The news "dismayed" Cobb County Commissioner Helen Goreham, but she praised the swift response in drumming out the recruits suspected of cheating.
"Integrity with our police officers is something we do not skimp on," said Goreham, the commissioners' public safety liaison. "The level of service our officers provide the citizenry is top-notch. We will not tolerate an incident of this type."
Investigators do not plan to file criminal charges against any class members --- a mix of men and women of various backgrounds --- but they might not ever wear a law enforcement badge in Georgia, Lloyd said.
Authorities did not release the recruits' names.
Cobb officials plan to report the dismissals to the Georgia Peace Officer Standards and Training Council, which oversees the training and certification of law enforcement officers.
To get into the class, recruits had to have at least a high school diploma and pass a background check as well as psychiatric and polygraph tests --- measures intended to weed out certain would-be cops.
"You'd think you'd have the cream of the crop," Lloyd said.
The recruits were county employees training to become sworn police officers. They were in the fifth week of a 22-week training period required to join about 600 officers on Cobb's police force, where salaries start around $34,600.
Instructors stress the importance of honesty with recruits.
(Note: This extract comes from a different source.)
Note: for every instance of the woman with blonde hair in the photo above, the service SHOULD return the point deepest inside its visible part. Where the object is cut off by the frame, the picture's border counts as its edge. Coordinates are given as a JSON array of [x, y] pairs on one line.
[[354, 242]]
Police officers are often key witnesses in criminal trials.
"If you cheat, steal or lie, you lose your credibility in court," Lloyd said.
Commission Chairman Sam Olens said, "Our police officers need to be beyond reproach."
Lloyd sounded weary and disappointed Monday but stressed his confidence in Cobb County's thin blue line.
"The Cobb County Police Department is among the best in the state," he said. "There are a lot of fine officers out there. They work hard and they're honest. This had to be done in order to maintain this reputation."
News of the incident was rippling through the police department and county administration Monday.
"Everybody's very disturbed about it," said police spokesman Dana Pierce. "It's a disappointment to all of us."

*Woops....dummies  *


----------



## tazoez (Dec 9, 2005)

I know this area of the board deals with police news but I think that this should be moved to the IDIOT NEWS part. How stupid can people get. As an Officer/Trooper (or trainee in an academy) honesty and integrity are the core principles that describe the job. If you don't have those, then how are you supposed to testify in court. "Take my word over his because I am in Law Enforcement, but don't look at the fact that I cheated"????


----------



## kwflatbed (Dec 29, 2004)

Fired Georgia Recruits Say They Were Instructed to Cheat

*Story by wsbtv.com*

Some of the Cobb County police recruits fired in a cheating scandal are speaking out today. The recruits tell Channel 2 they were just following orders when an academy instructor allegedly caught them cheating on an exam.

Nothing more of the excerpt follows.